L'homme sourit doucement.
- Inutile de vous justifier, monsieur Mozart. Il m'avait averti que vous viendriez aujourd'hui. Il semblerait qu'il ait changé d'avis concernant le droit que vous avez d'entrer dans cette maison.
Il dégagea le passage et le plus jeune entra dans la grande demeure.
- Monsieur est dans son bureau, je ne vous montre pas le chemin, il semblerait que vous le connaissiez déjà depuis votre effraction.

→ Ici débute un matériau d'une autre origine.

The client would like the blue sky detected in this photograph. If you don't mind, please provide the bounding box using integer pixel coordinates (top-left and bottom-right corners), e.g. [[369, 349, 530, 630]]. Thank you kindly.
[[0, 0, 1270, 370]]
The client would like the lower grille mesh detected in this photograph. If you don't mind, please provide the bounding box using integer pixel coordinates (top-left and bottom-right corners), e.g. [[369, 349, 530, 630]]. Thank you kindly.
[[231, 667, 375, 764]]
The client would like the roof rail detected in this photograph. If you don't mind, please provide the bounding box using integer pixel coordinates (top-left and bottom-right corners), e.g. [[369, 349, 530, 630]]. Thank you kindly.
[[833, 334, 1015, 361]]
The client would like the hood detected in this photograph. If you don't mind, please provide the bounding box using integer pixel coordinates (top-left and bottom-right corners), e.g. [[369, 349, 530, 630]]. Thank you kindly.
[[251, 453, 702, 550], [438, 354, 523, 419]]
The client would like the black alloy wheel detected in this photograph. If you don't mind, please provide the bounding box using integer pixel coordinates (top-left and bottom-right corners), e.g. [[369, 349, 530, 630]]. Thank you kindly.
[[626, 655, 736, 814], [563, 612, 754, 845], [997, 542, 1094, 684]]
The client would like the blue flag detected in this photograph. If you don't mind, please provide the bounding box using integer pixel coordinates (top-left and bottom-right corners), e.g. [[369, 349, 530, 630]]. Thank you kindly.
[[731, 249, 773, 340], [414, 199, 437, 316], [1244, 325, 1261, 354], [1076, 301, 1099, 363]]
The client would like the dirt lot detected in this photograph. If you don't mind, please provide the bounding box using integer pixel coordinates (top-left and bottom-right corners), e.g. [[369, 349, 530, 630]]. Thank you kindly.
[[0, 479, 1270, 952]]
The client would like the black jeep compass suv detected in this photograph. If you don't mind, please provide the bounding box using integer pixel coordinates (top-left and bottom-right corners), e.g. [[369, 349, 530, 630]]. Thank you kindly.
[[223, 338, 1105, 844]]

Wolfgang rit brièvement à ce souvenir et il emprunta les escaliers. Une fois à l'étage, et voyant que le domestique était retourné à ses occupations, il ne résista pas à l'envie de fouiner un peu. Il ouvrit une première porte et tomba sur la salle de bain. Il eut un sourire niais, jaloux de cette pièce qui avait le privilège de voir le corps nu de son maestro très régulièrement. Il poursuivit son périple et appuya sur une autre poignée, mais la pièce était verrouillée. Dévoré de curiosité, il força pendant quelques secondes, mais il n'y avait rien à faire. Qu'est ce qui méritait donc d'être caché à la vue du public ? Il rentra dans une autre pièce et sa frustration s'amenuisa. La chambre d'Antonio. Une armoire massive sur la gauche, longeant le mur et un grand lit à baldaquins en face du meuble. En face de la porte, une grande fenêtre ouverte pour aérer la salle. Il fit quelques pas à l'intérieur. L'endroit semblait si peu personnel. Pas de livres sur des étagères, rien à traîner sur la table de chevet, aucun vêtement délaissé. Wolfgang se demanda comment dormait son aîné. Comment était-il habillé pour la nuit ? Était-il seulement vêtu ? Il posa sa main sur les draps si doux, imaginant le corps délicat du brun entre ses couvertures.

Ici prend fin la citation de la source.